Alex Smola - Random numbers in constant storage

Many algorithms require random number generators to work. For instance, locality sensitive hashing requires one to compute the random projection matrix \(P\) in order to compute the hashes \(z = P x\). Likewise, fast eigenvalue solvers in large matrices often rely on a random matrix, e.g. the work by Halko, Martinsson and Tropp, SIAM Review 2011, which assumes that at some point we multiply a matrix M by a matrix P with Gaussian random entries.

The problem with these methods is that if we want to perform this projection operation in many places, we need to distribute the matrix \(P\) to several machines. This is undesirable since a) it introduces another stage of synchronization between machines and b) it requires space to store the matrix \(P\) in the first place. The latter is often bad since memory access can be much slower than computation, depending on how the memory is being accessed. The prime example here is multiplication with a sparse matrix which would require random memory access.

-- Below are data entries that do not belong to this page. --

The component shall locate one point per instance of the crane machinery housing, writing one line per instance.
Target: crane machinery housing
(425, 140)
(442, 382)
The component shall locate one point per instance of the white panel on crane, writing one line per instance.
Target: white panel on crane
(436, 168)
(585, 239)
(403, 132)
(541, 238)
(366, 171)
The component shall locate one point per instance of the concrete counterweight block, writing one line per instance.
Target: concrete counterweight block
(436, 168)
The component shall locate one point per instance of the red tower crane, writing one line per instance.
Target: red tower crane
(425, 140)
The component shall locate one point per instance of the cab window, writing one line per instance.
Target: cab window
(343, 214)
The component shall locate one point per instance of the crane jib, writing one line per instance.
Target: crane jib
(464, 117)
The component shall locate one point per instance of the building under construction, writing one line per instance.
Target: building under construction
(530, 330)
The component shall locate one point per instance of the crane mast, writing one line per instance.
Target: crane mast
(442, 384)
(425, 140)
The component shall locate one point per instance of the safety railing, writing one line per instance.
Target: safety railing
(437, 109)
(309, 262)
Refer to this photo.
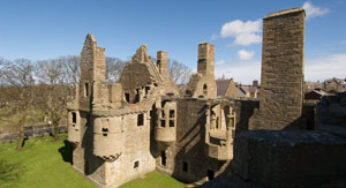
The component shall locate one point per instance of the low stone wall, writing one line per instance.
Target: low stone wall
(11, 133)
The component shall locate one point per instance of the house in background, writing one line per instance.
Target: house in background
(227, 88)
(316, 94)
(250, 91)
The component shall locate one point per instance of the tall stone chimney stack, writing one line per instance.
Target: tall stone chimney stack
(206, 53)
(162, 62)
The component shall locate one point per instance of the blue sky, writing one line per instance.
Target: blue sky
(48, 29)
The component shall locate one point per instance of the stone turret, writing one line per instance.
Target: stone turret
(93, 71)
(219, 131)
(166, 125)
(202, 84)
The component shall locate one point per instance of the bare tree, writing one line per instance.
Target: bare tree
(71, 69)
(52, 76)
(18, 75)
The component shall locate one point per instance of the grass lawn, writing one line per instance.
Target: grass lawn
(44, 163)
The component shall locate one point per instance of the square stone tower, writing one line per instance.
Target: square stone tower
(282, 70)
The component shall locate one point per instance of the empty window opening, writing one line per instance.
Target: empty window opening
(163, 158)
(185, 167)
(140, 119)
(205, 89)
(127, 97)
(217, 122)
(158, 63)
(74, 117)
(163, 123)
(147, 89)
(163, 113)
(171, 123)
(171, 113)
(104, 131)
(188, 93)
(136, 164)
(86, 89)
(137, 96)
(210, 174)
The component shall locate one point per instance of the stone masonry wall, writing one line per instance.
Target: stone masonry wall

One way to circumvent this is to share the random seed and then recompute the random matrix from scratch. But this means that we’re critically relying on the implementation of a random number generator. Even worse, we still need to store the entire matrix. What if we could simply access any element of the matrix at will without overhead?

Here’s where hashing comes to the rescue. To motivate things consider the case where the entries of \(P\) are all drawn from the uniform distribution \(U[0,1]\). For a hash function h with range \(\{0, \ldots N-1\}\) simply set \(U[i,j] = h(i,j)/N\). Since hash functions map \((i,j)\) pairs to uniformly distributed, uncorrelated numbers in the range \(\{0, \ldots N-1\}\) this essentially amounts to uniformly distributed random numbers that can be recomputed on the fly.

A slightly more involved example is how to draw Gaussian random variables. We may e.g. resort to the Box-Müller transform which shows how to convert two uniformly distributed random numbers into two Gaussians (the image on top is copied from the Wikpedia article). While being quite wasteful (we use two random numbers rather than one), we simply use two uniform hashes and then compute

\[P[i,j]=\sqrt{−2 \log \frac{h(i,j,1)}{N}} \cos\left(2 \pi \frac{h(i,j,2)}{N}\right)\]

Since this is known to generate Gaussian random variables from uniform random variables this will give us Gaussian distributed hashes. Similar tricks work for other random variables. It means that things like Random Kitchen Sinks, Locality Sensitive Hashing, and related projection methods never really need to store the ‘random’ projection coefficients whenever memory is at a premium or whenever it would be too costly to synchronize the random numbers.

Update - recently someone proposed to use only zeros and ones in the initialization of a deep network with the express purpose of making things reproducible. The paper has a fair amount of analysis in it but all of this can be made redundant simply by using hash functions instead. It requires at most sharing of a ‘salt’ and an agreed-upon convention for referencing weights in the network (e.g. weight and coordinate). Presto a deterministic initialization that is reproducible without the need for fancy math.